When you’ve spent time in the sea, it’s always worth checking that you haven’t come ashore with any aquatic hitch-hikers. The advice is particularly relevant to underwater litter-collectors in the Indo-Pacific region.
An Australian snorkeller can count himself especially lucky, after finding that he had inadvertently brought home one of the world’s most venomous marine creatures.
Matt Rogerson of the Snorkelling Western Australia group had been doing his regular good deed collecting underwater rubbish at Perth’s North Beach before returning home to rinse out his rash-vest and wetsuit. That was when he noticed a blue ringed octopus crawling out from among his snorkelling gear.
“Didn’t feel a bite, but now read the bite is painless,” he posted on social media. “I took it back to a groyne with seaweed and set it free.”
Rogerson reckoned that the octopus had emerged either from a retrieved snorkel or a rubber dog’s ball with a hole in it, because the other litter he had collected would have provided no hiding places.
Divers know to treat blue-ringed octopuses with caution. Four confirmed species are found in the Pacific and Indian Oceans, growing no longer than 20cm, and their venom contains tetrodotoxin, which is also found in pufferfish.

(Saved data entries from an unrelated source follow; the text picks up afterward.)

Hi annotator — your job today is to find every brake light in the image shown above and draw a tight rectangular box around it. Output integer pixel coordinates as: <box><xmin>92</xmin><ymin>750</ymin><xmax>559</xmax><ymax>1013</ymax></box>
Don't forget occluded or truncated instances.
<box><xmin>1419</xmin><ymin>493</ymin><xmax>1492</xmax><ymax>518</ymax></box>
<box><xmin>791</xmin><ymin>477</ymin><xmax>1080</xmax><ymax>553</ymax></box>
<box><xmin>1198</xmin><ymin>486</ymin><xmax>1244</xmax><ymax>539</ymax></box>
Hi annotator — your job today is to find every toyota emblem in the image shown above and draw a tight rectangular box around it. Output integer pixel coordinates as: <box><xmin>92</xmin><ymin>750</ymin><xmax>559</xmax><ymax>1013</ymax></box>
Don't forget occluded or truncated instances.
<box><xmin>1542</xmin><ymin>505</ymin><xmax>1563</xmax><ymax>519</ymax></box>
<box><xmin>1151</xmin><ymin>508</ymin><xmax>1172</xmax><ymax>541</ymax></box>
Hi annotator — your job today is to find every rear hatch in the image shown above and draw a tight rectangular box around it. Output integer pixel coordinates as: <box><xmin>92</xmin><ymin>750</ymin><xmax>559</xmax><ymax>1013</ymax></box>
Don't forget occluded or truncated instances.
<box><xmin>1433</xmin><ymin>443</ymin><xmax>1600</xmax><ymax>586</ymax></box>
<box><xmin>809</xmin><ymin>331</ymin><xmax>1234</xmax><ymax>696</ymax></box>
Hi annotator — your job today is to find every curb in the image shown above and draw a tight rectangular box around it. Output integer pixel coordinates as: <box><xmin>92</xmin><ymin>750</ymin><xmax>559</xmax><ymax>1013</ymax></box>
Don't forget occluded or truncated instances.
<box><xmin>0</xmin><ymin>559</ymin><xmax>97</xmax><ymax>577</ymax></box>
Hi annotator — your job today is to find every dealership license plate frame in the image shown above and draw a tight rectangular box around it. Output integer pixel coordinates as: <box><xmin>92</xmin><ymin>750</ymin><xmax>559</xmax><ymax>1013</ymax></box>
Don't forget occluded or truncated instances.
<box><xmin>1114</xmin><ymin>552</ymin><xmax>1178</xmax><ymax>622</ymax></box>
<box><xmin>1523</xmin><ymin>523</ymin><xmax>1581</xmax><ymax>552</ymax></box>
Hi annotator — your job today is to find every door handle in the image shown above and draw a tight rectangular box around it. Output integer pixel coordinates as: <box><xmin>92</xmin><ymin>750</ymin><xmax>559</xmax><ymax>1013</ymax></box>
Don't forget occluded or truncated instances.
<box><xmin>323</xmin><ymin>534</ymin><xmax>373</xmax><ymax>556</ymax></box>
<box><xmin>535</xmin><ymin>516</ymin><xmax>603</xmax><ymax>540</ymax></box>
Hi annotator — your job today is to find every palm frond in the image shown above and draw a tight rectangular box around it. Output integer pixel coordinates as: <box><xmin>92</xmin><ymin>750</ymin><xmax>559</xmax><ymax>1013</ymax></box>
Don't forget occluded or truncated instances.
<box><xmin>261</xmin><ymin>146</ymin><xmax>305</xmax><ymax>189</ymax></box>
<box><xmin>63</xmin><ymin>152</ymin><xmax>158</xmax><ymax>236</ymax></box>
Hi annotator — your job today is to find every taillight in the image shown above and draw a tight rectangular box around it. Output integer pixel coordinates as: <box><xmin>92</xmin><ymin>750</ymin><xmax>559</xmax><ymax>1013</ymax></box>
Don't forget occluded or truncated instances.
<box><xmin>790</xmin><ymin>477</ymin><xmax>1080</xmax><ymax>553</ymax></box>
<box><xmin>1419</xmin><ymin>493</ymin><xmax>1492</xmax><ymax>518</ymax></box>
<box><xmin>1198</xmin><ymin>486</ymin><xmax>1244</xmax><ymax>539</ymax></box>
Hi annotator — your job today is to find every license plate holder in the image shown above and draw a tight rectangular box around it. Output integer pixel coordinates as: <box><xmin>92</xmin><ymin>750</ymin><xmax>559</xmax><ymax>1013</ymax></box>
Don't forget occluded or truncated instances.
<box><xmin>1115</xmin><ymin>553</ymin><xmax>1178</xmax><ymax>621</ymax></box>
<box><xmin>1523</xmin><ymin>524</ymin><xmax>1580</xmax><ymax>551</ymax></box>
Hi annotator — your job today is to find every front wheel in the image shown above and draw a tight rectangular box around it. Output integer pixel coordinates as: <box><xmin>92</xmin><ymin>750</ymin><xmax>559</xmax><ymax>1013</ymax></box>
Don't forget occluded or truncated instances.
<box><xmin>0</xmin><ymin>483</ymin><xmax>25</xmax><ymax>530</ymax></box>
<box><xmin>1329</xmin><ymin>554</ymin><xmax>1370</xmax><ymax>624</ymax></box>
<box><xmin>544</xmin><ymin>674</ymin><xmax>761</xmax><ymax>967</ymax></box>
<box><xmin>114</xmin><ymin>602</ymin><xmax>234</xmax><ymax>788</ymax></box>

They carry enough to kill as many as 26 people. A bite is likely to occur only if the octopus feels threatened, which is when it displays its blue rings, but it can take effect within minutes, causing total paralysis with the possibility of heart and lung failure.
No antidote is available, but bite victims can be saved if artificial respiration can be applied quickly enough, followed by treatment in hospital on a ventilator.
Despite the potential danger, the number of recorded fatalities remains relatively low. Nevertheless, “I'll be far more careful what I tuck into my wetsuit in future,” commented the fortunately unscathed snorkeller.